Dans le district de Bembou Silaty, relevant de la sous-préfecture de Daramagnaki, préfecture de Télémélé, les autorités locales sont accusées d’organiser une vaste arnaque sur des terrains communautaires. Sous couvert de prélèvements de 40 % sur les fonds destinés au développement local, elles seraient en train de remplir leurs poches. Mamadou Aliou Bah, un habitant, dénonce cette situation, affirmant avoir subi des menaces de mort suite à ses révélations. Retour sur un scandale qui ébranle toute une communauté.

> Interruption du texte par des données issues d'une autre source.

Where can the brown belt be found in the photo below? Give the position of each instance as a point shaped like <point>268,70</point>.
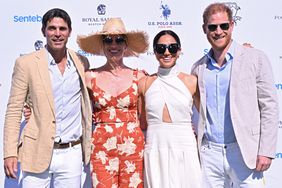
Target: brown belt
<point>66,145</point>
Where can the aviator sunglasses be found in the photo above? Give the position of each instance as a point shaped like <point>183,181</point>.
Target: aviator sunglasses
<point>223,26</point>
<point>161,48</point>
<point>109,40</point>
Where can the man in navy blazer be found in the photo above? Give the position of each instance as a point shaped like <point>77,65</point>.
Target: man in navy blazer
<point>238,113</point>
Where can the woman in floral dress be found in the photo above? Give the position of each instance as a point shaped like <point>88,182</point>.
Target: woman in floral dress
<point>118,141</point>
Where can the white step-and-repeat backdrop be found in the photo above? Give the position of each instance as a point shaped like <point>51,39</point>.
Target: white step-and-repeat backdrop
<point>257,22</point>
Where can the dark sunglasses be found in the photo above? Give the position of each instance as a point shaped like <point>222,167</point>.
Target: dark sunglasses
<point>223,26</point>
<point>109,40</point>
<point>172,48</point>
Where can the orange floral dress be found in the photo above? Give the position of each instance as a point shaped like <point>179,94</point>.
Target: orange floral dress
<point>118,141</point>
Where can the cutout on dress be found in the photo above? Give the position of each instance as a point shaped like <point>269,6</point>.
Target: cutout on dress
<point>166,115</point>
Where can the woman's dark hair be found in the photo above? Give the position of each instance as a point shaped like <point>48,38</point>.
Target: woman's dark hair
<point>166,32</point>
<point>53,13</point>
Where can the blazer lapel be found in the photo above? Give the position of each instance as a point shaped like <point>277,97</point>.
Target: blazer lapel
<point>42,64</point>
<point>202,87</point>
<point>78,65</point>
<point>236,66</point>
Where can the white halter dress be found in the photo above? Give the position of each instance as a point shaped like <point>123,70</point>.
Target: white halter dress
<point>170,155</point>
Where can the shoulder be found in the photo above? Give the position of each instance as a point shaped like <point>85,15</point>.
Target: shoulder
<point>141,73</point>
<point>188,78</point>
<point>145,82</point>
<point>197,64</point>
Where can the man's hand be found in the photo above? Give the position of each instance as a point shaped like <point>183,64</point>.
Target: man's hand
<point>26,112</point>
<point>263,163</point>
<point>11,167</point>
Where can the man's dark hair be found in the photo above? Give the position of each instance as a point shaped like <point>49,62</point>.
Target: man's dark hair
<point>53,13</point>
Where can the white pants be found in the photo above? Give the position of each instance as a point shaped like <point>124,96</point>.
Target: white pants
<point>223,166</point>
<point>64,171</point>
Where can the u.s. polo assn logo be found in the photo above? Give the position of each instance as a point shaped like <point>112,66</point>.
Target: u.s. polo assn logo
<point>164,21</point>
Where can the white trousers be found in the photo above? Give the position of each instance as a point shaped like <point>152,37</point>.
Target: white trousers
<point>64,171</point>
<point>223,166</point>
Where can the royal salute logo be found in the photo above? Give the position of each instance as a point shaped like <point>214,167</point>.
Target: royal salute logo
<point>101,9</point>
<point>235,9</point>
<point>165,21</point>
<point>99,19</point>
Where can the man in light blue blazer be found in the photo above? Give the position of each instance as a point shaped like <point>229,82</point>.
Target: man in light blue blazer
<point>238,113</point>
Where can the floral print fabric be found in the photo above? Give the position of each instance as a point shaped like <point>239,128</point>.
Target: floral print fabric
<point>118,142</point>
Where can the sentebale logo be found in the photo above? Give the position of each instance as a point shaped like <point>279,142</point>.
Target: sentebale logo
<point>29,18</point>
<point>235,8</point>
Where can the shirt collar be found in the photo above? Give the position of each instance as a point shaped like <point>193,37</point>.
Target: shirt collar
<point>229,56</point>
<point>52,61</point>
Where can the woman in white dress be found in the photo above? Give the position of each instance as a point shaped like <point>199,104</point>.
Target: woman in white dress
<point>170,155</point>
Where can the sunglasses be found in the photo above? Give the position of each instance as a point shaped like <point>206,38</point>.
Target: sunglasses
<point>172,48</point>
<point>109,40</point>
<point>223,26</point>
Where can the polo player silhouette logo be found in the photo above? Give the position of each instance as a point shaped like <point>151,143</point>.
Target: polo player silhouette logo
<point>101,9</point>
<point>165,11</point>
<point>38,45</point>
<point>235,8</point>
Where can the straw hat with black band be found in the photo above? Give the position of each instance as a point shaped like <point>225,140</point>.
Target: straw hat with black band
<point>137,41</point>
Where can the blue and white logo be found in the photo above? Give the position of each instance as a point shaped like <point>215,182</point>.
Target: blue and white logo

Depuis 2023, la société ASHAPURA MINING mène ses activités dans le district de Bembou Silaty, un village de la sous-préfecture de Daramagnaki, en plein cœur de la préfecture de Télémélé. Ces opérations d’extraction minière ont conduit au recensement de plusieurs hectares de terrains communautaires, appelés localement « bowals ». Ces domaines appartiennent à la communauté, et les revenus issus de leur exploitation sont censés financer des infrastructures comme des écoles, des centres de santé et culturels, essentiels pour le développement du district.
Mamadou Aliou Bah, un jeune de la localité, décrit la situation avec amertume : « Suite au recensement fait dans la localité, il y a des endroits où le recensement n’appartient qu’à la communauté. C’est ce que nous appelons les bowals. Ce sont des terrains dédiés à la communauté pour le développement local. L’argent que la société va donner après le recensement de ces zones doit servir à construire des écoles, un centre culturel et d’autres infrastructures pour la localité. »
Mais derrière cette façade de développement communautaire se cache, selon M.Bah, une vaste escroquerie orchestrée par les autorités locales. À chaque recensement, ces dernières prélèveraient systématiquement 40 % des sommes destinées aux projets communautaires. Ce prélèvement, effectué à trois reprises selon notre interlocuteur, n’a aucun fondement légal, et les montants perçus ne semblent jamais être réinvestis dans la localité.
« Cela fait trois ou quatre recensements. À chaque fois qu’il y a recensement, la préfecture de Télémélé, la commune de Daramagnaki et le chef de district organisent une forme d’arnaque. À chaque versement des fonds, ils imposent un prélèvement de 40 %. Si la communauté reçoit 10 millions, les autorités prennent 4 millions. Pourtant, ces terrains ont été offerts par la population avec l’espoir que l’argent récolté servirait à construire des écoles ou des centres de santé, et non à remplir les poches des autorités », fulmine Mamadou Aliou Bah.
Où va l’argent prélevé ?
D’après Bah, ces 40 % prélevés sont partagés entre plusieurs responsables locaux. « Le préfet de Télémélé prend 20 %, 10 % vont à la délégation spéciale de la commune rurale de Daramagnaki et les 10 % restants sont destinés au district de Bembou Silaty. »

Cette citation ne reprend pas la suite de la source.